Don’t look now, Baby Boomers, this one slipped away while you weren’t looking!
The AM push-button radio, the same we used to yank out of our dashboards and throw away when we replaced it with a shiny new AM/FM/8-track player, is extinct.
Now I haven’t confirmed this, but every new car I’ve seen, even the most basic economy models, have AM/FM electronic radios or better in them. But when we were kids, and even adults just a few years ago, the push-button AM radio was what you got when you bought a new car.
The push buttons were ingenious. When I was a kid, I wondered how on earth my dad’s favorite stations would come up when he hit the buttons. I thought it was amazing that Plymouth (dad always bought Plymouths) knew ahead of time where KMOX was on the dial!
Eventually, I learned that you programmed the buttons yourself. Perhaps “programmed” isn’t the best term to use, because it very low-tech. You manually found your station, pulled the button you wanted to find it with out with a mighty yank, then push it all the way back in.
As a teenager, it was great fun to get in a friend’s car and switch his WLS or WOAI buttons to, say, the local gospel station.
Every Boomer probably threw away at least a dozen of these venerable, solid-as-a-rock receivers of static-plagued AM. Perhaps we should have stashed them away instead.
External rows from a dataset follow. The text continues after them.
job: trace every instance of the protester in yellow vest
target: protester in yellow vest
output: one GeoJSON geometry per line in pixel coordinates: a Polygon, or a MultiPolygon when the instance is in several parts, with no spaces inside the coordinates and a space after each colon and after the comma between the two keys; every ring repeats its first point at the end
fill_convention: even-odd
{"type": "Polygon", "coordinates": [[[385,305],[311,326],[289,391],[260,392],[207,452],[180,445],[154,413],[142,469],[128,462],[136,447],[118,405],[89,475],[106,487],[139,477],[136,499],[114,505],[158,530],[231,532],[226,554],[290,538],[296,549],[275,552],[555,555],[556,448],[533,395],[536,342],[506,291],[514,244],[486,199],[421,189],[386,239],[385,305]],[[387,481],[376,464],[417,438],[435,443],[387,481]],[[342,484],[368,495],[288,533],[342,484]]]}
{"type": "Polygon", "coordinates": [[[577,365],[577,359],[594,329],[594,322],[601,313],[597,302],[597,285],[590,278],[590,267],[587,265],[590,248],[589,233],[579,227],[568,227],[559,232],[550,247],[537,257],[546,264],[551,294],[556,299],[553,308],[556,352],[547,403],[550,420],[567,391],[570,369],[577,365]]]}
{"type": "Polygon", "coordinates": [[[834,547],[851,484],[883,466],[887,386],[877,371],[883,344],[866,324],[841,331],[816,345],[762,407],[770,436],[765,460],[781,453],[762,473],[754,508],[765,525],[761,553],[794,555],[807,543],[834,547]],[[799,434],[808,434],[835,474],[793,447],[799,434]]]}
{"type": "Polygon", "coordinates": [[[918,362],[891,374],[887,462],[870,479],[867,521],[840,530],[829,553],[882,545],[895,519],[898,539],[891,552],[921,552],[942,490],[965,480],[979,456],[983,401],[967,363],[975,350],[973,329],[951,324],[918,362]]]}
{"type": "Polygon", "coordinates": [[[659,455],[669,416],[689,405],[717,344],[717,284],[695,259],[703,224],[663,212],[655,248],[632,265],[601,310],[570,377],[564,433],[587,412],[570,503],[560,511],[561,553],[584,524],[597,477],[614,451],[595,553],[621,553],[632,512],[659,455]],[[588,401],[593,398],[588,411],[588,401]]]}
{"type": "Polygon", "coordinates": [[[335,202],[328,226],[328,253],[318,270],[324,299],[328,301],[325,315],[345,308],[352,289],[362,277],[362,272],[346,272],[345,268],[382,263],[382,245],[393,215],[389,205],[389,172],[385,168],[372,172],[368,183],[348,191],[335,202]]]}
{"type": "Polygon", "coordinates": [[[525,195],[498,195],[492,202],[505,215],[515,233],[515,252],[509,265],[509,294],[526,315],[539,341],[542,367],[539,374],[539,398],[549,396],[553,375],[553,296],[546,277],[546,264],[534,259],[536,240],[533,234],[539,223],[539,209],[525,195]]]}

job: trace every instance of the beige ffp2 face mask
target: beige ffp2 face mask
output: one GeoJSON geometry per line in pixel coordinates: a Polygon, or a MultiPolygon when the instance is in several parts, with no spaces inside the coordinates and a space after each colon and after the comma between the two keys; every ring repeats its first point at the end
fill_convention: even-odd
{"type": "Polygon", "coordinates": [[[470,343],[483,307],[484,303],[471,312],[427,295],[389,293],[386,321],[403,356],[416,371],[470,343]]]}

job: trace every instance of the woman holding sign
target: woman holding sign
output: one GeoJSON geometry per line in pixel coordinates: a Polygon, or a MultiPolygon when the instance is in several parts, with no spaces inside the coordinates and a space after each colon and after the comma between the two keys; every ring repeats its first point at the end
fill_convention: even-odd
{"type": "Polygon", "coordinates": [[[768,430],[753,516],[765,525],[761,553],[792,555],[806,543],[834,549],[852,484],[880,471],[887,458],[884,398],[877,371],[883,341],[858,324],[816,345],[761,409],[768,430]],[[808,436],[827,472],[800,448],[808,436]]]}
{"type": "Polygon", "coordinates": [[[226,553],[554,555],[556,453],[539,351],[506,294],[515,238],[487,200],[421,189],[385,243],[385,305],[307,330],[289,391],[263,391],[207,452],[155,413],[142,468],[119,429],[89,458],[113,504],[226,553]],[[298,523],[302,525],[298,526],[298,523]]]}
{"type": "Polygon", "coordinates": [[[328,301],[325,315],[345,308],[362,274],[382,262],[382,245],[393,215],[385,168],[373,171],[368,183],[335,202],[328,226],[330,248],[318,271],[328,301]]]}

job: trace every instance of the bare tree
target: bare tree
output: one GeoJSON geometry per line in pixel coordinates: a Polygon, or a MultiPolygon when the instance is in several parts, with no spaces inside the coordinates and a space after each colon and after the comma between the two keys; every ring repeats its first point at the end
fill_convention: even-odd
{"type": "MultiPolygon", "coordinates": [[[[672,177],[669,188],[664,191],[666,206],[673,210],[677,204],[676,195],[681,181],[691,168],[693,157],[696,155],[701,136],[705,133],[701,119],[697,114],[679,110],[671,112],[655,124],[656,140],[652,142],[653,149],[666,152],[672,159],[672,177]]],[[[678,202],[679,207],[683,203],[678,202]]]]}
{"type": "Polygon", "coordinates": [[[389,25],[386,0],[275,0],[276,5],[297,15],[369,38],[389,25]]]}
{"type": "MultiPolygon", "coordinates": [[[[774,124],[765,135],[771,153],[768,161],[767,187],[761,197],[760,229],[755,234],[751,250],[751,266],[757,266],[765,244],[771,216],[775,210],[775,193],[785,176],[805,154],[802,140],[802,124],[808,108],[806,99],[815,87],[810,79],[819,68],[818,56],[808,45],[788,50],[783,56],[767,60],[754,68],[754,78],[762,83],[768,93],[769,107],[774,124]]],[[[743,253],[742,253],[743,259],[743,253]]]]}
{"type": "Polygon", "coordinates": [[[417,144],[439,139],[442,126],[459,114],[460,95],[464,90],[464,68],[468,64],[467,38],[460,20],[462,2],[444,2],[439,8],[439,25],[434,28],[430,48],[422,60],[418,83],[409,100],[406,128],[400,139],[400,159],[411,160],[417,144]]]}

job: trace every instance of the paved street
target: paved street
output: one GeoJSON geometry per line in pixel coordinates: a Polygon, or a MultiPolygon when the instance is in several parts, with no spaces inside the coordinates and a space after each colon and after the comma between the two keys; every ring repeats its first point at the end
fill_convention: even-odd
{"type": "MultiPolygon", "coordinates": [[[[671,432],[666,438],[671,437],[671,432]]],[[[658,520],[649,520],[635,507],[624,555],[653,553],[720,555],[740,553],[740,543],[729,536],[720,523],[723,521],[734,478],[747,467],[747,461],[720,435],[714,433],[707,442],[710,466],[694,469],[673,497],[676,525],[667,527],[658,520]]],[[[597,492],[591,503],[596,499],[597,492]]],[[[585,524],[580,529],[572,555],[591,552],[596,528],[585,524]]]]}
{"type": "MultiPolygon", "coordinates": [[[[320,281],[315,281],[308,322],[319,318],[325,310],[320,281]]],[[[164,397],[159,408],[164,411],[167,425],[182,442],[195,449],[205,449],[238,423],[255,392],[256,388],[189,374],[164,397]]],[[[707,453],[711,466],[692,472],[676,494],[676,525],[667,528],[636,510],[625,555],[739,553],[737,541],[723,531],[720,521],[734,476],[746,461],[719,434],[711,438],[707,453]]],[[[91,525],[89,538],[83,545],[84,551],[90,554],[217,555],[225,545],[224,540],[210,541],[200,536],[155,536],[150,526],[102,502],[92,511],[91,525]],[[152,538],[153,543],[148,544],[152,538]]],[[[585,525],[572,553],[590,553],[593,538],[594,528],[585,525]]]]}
No doubt vintage radios have value to collectors, as well as to people looking for authentic stuff for restorations.
I have a sweet car stereo system now. It has a subwoofer, numerous tweeters, mid-ranges, etc., and a multimedia in-dash unit that lets me load mp3’s onto a flash drive and play them. But sometimes, I tune in a scratchy AM station just to remember what it used to sound like driving down the road.